Album Review: Quadrants Vol. 2 – Pedroia String Quartet
This album is a diverse array of new music for string quartet. However, there seem to be several common underpinnings: Shostakovich-like long tones and bleak dissonance; lyrical consonance that floats freely without the constraints of traditional harmony; and a stellar performance by the Pedroia String Quartet.
The CD begins with a somewhat meditative piece, Paul Osterfield’s Khamsin. The balance of action and stasis, whether it is action in rhythm or stasis in pitch content, seems to be a recurring device in this piece. I was at first disappointed that the piece seemed to follow a conventional structure–i.e. that it seemed like it would have a climax in the usual spot with conventional rises and falls, but I was pleasantly surprised in the last third of the work; its eschewing of typical climax structures was very welcome. The performance by the quartet was spot-on, and allows the listener to focus less on the techniques involved and more on the artistic flow of the work. I commend them for their work on the artificial harmonics in the middle of the piece.
Even though I had previously analyzed David T. Bridges’s This Fragmented Old Man, I found it a new experience given the time between my last listening and this one. The quartet seems to have connected with this piece, as the blend of energy and union between the players once again allows the listener to get something more out of the piece than objective sound and shape.
Ferdinando De Sena’s work String Quartet No. 1 is performed well by the quartet, and blends consonance with a free-floating sense of harmony. Titled the composer’s first string quartet, it shows a solid understanding of harmonic shift and string technique. Again, the quartet does a good job navigating the work in its many sections both as movements within the work, and sections within each movement.
The quartet’s ability to tackle this diverse repertoire shows again with Peter Deutsch’s Departure. While the conceptual material does stretch a bit long, the musical content is brought forth by the quartet in a way that makes the journey through this piece just the right length; not too drawn-out nor too succinct.
The somewhat Shostakovich-like Hymnody by Katherine Price is reminiscent of the pacing of Barber’s Adagio (with a smaller orchestration). This track is the one that gets the idea of slowness and stillness the best on the record. Sometimes a composer just really needs to write slow music, and this performance is slow enough to be as effective as the piece can be. The lyrical pacing is the reason this piece is one of the most well-composed on the record.
In a way, I wish Lamentations by Marvin Lamb were either shorter or longer; shorter by choosing less material and expanding it to the extreme, or longer by expanding each existing amount of material to the extreme. In other words, the beginning is so expansive that the chunky, moment-to-moment material seems to flow less. While navigated expertly by the Pedroia Quartet, the 16-and-a-half-minute timing could either be condensed or turned into a Feldman-like gigantic prism.

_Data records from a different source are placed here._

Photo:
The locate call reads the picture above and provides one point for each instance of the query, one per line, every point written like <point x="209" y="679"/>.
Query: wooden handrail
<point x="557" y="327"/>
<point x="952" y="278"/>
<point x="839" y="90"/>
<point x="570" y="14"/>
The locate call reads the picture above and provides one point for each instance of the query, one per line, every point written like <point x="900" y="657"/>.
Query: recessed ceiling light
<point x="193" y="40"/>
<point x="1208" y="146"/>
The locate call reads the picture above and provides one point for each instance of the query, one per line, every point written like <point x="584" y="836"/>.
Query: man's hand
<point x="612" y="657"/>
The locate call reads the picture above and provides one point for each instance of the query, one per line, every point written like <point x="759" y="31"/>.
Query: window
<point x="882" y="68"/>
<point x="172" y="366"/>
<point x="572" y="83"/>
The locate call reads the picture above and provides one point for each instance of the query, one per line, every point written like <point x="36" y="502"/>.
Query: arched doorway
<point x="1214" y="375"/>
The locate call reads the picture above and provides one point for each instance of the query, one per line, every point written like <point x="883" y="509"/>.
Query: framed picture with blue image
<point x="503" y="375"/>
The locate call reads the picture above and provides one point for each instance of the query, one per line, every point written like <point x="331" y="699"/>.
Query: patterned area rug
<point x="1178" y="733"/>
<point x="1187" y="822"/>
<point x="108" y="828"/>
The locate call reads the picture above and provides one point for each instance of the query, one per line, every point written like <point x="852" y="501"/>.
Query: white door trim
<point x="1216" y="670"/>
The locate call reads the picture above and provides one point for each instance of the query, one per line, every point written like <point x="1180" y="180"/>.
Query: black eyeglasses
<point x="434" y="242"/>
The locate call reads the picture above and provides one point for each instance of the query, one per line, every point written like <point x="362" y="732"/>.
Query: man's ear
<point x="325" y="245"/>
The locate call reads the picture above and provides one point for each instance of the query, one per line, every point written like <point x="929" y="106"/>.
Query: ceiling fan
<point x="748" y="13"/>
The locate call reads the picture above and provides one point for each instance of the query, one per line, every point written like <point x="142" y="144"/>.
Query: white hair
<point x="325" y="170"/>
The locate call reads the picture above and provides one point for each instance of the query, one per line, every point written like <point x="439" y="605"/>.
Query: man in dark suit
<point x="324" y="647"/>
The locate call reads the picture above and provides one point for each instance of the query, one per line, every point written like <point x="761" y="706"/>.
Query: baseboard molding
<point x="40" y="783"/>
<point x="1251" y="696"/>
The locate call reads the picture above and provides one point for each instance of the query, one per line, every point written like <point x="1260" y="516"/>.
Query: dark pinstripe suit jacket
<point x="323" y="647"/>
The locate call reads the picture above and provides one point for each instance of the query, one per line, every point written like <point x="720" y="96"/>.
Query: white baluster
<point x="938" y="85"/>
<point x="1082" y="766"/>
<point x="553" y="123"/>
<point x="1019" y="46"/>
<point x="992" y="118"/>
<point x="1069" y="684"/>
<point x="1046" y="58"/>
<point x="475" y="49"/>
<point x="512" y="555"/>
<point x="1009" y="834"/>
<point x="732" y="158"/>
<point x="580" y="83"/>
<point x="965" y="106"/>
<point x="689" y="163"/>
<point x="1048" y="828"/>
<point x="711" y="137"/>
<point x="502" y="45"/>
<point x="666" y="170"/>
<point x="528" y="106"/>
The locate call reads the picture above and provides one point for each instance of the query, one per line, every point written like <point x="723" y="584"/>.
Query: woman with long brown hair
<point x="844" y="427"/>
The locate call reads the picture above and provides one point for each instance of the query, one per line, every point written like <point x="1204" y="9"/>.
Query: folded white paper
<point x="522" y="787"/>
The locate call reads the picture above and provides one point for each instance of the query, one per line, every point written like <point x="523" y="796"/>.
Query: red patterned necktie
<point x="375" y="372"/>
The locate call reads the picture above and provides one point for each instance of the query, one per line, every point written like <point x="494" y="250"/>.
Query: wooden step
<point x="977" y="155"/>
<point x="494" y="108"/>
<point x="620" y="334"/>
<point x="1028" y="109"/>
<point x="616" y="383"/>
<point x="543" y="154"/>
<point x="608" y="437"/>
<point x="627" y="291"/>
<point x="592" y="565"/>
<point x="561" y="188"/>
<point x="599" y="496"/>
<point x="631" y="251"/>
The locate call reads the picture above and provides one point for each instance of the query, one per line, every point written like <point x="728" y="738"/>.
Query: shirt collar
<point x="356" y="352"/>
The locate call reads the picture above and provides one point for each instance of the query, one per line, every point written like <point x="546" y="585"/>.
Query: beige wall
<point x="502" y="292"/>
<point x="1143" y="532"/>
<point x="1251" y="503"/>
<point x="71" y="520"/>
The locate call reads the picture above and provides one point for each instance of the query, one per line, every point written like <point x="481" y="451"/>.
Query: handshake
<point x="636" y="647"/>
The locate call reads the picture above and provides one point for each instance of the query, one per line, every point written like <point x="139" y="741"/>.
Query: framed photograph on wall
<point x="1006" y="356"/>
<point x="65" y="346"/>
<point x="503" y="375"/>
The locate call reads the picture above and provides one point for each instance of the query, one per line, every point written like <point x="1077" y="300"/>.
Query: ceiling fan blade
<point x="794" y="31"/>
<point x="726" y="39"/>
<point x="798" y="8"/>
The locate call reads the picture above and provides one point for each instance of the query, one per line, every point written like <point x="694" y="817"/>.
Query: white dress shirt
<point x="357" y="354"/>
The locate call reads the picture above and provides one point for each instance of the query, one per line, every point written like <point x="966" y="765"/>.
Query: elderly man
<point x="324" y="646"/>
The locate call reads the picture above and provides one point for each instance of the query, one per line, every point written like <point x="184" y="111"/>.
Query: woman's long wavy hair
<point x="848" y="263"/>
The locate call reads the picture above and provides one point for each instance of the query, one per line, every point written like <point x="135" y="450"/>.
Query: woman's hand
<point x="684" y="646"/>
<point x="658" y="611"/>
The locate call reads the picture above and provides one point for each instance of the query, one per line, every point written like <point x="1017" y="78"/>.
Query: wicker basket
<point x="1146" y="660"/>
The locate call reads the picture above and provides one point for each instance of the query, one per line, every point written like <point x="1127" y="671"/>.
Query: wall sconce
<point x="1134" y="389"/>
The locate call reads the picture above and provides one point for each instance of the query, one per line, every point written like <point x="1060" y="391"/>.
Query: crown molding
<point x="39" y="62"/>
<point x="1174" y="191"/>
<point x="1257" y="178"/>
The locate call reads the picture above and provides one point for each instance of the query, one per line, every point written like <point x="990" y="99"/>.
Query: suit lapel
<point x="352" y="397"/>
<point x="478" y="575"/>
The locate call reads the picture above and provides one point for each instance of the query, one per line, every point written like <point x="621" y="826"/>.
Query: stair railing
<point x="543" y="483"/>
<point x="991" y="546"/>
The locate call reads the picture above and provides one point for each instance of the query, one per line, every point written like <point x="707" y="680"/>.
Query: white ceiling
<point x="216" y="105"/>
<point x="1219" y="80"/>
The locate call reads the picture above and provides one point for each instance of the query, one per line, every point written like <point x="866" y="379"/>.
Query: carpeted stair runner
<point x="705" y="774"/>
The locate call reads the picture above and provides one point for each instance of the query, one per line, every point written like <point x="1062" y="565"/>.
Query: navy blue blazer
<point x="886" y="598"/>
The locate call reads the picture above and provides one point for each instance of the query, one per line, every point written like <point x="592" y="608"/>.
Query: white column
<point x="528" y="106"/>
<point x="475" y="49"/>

Overall, the Pedroia Quartet has shown that they can perform a wide array of harmonic and temporal structures. The common themes in this album encourage me to listen on repeat, and so I encourage you to check it out too. The link to the album on Navona’s website is http://www.navonarecords.com/catalog/nv6184/.
As you have read, some tracks stand apart from the others but overall there is not a bad piece nor bad performance on the record. Take a listen to the trailer audio at the link above and consider supporting new composers and new music ensembles like the artists showcased on this CD. We need to encourage more composers and ensembles to share this quality of work and get paid for it; art is not free, especially to the artist.
Solid album; please keep these artists on your radar. 3.5 stars
I was provided a promotional copy of this album for the purposes of writing a review, but my review is impartial and is not affected by being provided a copy. The copy just allowed me to review it, whether negatively or positively, as is the case with most album reviews by critics.